I’ve tried to be more conscious about the way that God reveals himself in my everyday. It seems that I am most intimately aware of his presence when I walk up on an expected, breathtaking view of the mountains, or when I’m fully immersed in a project I love, like cooking a big meal for my friends. For the most part, I don’t consider these moments to be ‘worship’, for I’m not in the traditional context for worship (a church, a church meeting, etc).
I mowed the lawn on Friday, which gives me about an hour to step away from the computer and think. I was reflecting on the ongoing political scene, which is permeated with so much contention it’s exhausting to think about but in very small doses. I attempted to deconstruct my perspectives on many hot-button issues, like abortion and gay marriage. Where were these formed? And are my thoughts inspired by divine truth, or are they sociological constructs I’ve gleaned on my way? It started to rain, so I didn’t get too far into answering those questions. I did, however, imagine a life in which every layer of influence is peeled away, except for God’s voice. What if I were able to completely break free from the bickering and the deep rooted convictions inspired out of religiosity and not Christ’s jealous, merciful, divinely paradoxical love? It’s all difficult to escape, and opinions are so polarized that it’s seemingly impossible to wade through these streams of thought without getting tugged to one side or another.
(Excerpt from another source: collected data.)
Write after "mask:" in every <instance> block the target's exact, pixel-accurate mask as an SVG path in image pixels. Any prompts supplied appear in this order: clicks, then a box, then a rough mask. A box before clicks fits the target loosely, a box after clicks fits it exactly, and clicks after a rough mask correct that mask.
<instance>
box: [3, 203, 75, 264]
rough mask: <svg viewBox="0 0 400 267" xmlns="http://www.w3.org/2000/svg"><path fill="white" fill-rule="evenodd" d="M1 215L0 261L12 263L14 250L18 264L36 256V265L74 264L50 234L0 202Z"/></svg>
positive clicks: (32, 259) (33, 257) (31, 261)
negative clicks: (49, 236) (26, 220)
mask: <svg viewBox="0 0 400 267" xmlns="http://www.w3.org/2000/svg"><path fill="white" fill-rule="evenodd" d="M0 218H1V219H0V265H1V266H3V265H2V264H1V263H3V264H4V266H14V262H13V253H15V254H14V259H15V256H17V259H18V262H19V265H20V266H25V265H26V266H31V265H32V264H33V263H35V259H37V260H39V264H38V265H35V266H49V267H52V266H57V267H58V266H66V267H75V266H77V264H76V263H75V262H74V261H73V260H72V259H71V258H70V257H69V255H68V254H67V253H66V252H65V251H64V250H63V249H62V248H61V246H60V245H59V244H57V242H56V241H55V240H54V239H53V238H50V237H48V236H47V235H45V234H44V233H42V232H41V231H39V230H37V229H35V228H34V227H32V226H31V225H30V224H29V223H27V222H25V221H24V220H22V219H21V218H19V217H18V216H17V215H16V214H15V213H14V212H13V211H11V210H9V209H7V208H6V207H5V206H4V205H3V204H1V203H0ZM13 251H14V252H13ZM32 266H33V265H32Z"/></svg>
Yesterday, I went to a Mumford and Sons concert in Tennessee. Someone generously gave me a ticket. I ended up listening to the headliner by myself, which was a first and illuminating experience. Their lyrics cut through my heart and drew me back to my first point — so often, I experience truth in contexts that are so removed from church (e.g., a massive concert with a very intoxicated audience). It was fascinating to watch thousands upon thousands of people sing lyrics that were undoubtedly inspired by the story of Christ’s redemption and grace. Fascinating.
All of these thoughts and events are compelling me to continue this pursuit of truth and beauty in every moment of my everyday. I’d like to set down the compulsion to form an opinion on every social and cultural question that we face as Americans. I’d like to stop feeling guilty if I don’t have time to participate in home group or attend church on Sundays. I’d like to stop breezing through life, filling my agenda, and neglecting to savor the beauty that I encounter every single day. I believe that truth is absolute, but I also believe that God is so immense and creative that I can experience him and learn his thoughts through a myriad of experiences. Recognizing this makes the whole world bigger.